Mastodawn

Erlend Sogge Heggen Aug 10, 2024

> (…) split the index, which is to say the part of Google Search that scrapes the web and makes that content searchable, from the search user interface, and manage that index as a public utility that different search services could rely on and pay for, an idea that was suggested in a recent paper.

That would be incredible. I wish regulators would make Commons Enforcement a regular part of their playbook.

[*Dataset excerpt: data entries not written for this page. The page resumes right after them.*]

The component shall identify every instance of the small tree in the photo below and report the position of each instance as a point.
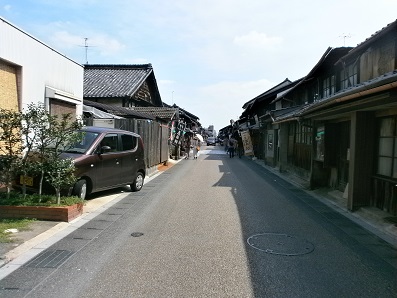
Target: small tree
(60, 174)
(63, 134)
(10, 146)
(35, 121)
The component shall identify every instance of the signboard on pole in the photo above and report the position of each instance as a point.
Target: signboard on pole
(247, 143)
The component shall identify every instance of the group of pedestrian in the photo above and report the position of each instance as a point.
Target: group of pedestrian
(192, 143)
(234, 146)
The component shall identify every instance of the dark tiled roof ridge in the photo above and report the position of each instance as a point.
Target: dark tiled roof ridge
(119, 66)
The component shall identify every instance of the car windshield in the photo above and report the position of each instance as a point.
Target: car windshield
(87, 138)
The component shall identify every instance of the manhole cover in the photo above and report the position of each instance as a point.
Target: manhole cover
(280, 244)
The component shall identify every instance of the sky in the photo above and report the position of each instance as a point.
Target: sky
(209, 56)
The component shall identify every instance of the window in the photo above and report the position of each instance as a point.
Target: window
(320, 143)
(128, 142)
(348, 76)
(303, 134)
(387, 148)
(329, 86)
(111, 140)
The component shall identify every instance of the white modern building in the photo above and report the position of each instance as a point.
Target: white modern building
(32, 72)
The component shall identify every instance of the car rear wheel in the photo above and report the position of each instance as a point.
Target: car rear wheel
(138, 182)
(80, 189)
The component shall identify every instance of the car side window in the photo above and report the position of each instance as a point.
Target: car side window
(111, 140)
(129, 142)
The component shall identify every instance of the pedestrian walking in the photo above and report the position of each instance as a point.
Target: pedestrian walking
(240, 146)
(196, 147)
(231, 147)
(187, 146)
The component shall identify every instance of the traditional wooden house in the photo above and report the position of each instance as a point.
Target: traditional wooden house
(122, 85)
(344, 133)
(257, 118)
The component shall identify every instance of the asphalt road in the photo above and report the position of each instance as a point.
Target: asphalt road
(213, 227)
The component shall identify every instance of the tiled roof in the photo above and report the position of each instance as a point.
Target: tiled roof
(119, 111)
(158, 112)
(114, 80)
(387, 80)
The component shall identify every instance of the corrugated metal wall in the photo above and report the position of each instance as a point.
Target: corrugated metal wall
(40, 66)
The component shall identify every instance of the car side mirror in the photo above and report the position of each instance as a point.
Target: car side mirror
(105, 149)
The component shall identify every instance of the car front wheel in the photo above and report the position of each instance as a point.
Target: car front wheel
(80, 189)
(137, 184)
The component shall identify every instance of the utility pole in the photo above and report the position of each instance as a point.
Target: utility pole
(344, 37)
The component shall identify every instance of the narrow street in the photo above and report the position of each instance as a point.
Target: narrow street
(213, 227)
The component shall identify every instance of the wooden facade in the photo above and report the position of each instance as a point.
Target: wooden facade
(337, 127)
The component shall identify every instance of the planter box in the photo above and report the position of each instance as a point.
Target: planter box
(65, 213)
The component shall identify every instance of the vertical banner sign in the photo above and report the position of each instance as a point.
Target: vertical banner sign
(178, 134)
(247, 143)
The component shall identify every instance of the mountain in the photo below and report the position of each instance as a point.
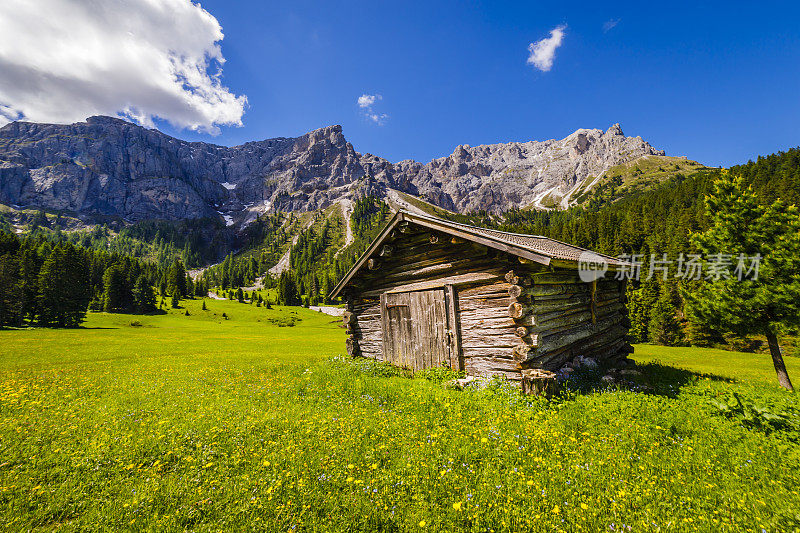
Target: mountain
(113, 168)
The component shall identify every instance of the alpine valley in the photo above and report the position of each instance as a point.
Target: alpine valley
(107, 168)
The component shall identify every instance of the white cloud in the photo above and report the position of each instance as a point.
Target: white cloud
(609, 25)
(543, 52)
(366, 102)
(64, 60)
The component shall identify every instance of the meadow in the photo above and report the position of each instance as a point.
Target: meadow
(256, 422)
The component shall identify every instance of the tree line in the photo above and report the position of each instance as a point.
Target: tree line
(54, 284)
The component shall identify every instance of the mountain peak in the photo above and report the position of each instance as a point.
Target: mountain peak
(116, 168)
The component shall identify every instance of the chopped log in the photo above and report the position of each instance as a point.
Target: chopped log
(517, 310)
(586, 330)
(352, 347)
(523, 352)
(511, 277)
(517, 291)
(537, 382)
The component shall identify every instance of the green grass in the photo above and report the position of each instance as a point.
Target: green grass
(200, 423)
(731, 365)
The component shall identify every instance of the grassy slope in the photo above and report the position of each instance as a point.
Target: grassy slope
(731, 365)
(206, 424)
(637, 176)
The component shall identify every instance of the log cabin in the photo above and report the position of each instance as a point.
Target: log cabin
(430, 292)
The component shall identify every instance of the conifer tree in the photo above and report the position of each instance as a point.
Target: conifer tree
(143, 296)
(664, 326)
(10, 291)
(770, 304)
(116, 297)
(64, 294)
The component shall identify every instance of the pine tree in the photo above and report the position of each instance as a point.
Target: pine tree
(178, 278)
(144, 297)
(64, 293)
(10, 291)
(287, 290)
(664, 327)
(770, 304)
(116, 296)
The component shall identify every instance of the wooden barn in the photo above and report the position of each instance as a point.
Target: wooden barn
(430, 292)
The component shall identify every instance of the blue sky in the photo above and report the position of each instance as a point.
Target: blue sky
(719, 83)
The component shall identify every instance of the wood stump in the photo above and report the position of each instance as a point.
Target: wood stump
(539, 382)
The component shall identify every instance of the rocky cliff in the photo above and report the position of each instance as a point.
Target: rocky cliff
(107, 166)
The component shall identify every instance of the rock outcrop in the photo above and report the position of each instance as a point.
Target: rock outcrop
(109, 167)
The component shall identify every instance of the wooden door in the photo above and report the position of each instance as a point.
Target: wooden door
(416, 332)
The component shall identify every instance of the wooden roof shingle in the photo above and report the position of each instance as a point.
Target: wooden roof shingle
(536, 248)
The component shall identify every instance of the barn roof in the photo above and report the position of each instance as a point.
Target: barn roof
(536, 248)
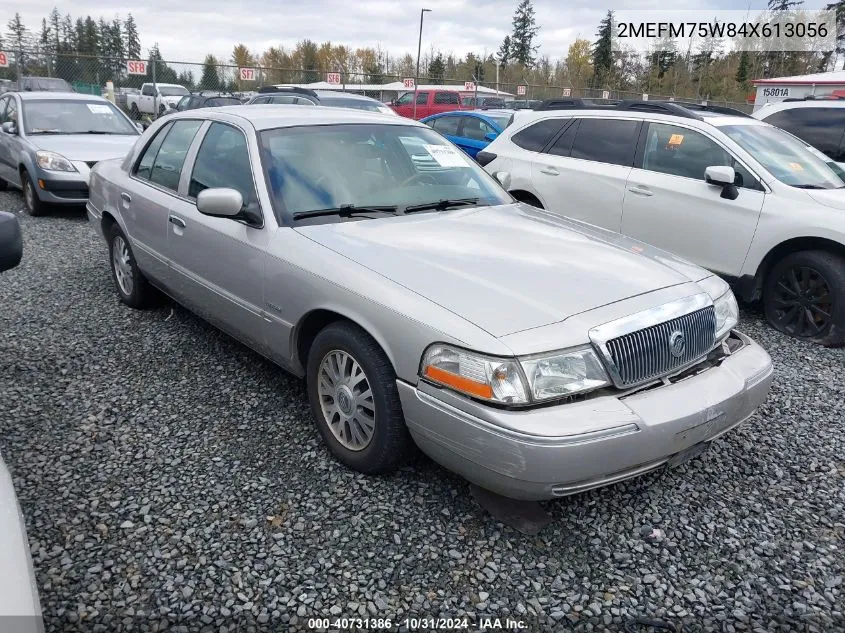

Commonify the monopolizers’ complements!

https://gwern.net/complement

https://mastodon.social/@robin/112933151964297678

Laws of Tech: Commoditize Your Complement

A classic pattern in technology economics, identified by Joel Spolsky, is layers of the stack attempting to become monopolies while turning other layers into perfectly-competitive markets which are commoditized, in order to harvest most of the consumer surplus; discussion and examples.

Show thread

Luis Villa

@erlend 👀

Show thread

Fabrice Desré Aug 10, 2024

@luis_in_brief @erlend I haven't read that piece yet (@robin writes too much lol), but is that not what exists already with common crawl, and was used by many AI companies for their training?

Show thread

Robin Berjon Aug 12, 2024

@fabrice @luis_in_brief @erlend No, Common Crawl is just a periodic crawl of the web. You can't really build a real search engine on it, it doesn't update often enough. (I mean you can, but people will be disappointed.) This would be more like an API service.

Show thread

Fabrice Desré Aug 13, 2024

@robin @luis_in_brief @erlend Right, but common crawl is a good base to prototype such an API in order to figure out what it could look like. I guess we'll need a bit more flexibility than with opensearch endpoints.

Show thread

Robin Berjon Aug 13, 2024

@fabrice @luis_in_brief @erlend Sure, but building from CC isn't necessarily for the faint of heart, for starters you need a good chunk of terabytes!

Show thread

Luis Villa Aug 13, 2024

@robin @fabrice @erlend sure though … any serious attempt to do a search engine is going to require that! You can’t do ranking and searching without having most of a local copy yourself. This is not a project for the weak of budget, no matter how much you want to put on the ~~Library~~ Cache of Congress side.

Show thread

Robin Berjon Aug 14, 2024

@luis_in_brief @fabrice @erlend Not if you have good infra. When dealing with this kind of volume, there are compute-over-data (where the code goes to the data instead of the other way around) approaches that don't need you to store everything. If signals are already indexed, you can compute your own ranking over them with your own weighting and filtering (which already makes a big difference). We could have search diversity not for nothing but for much much cheaper.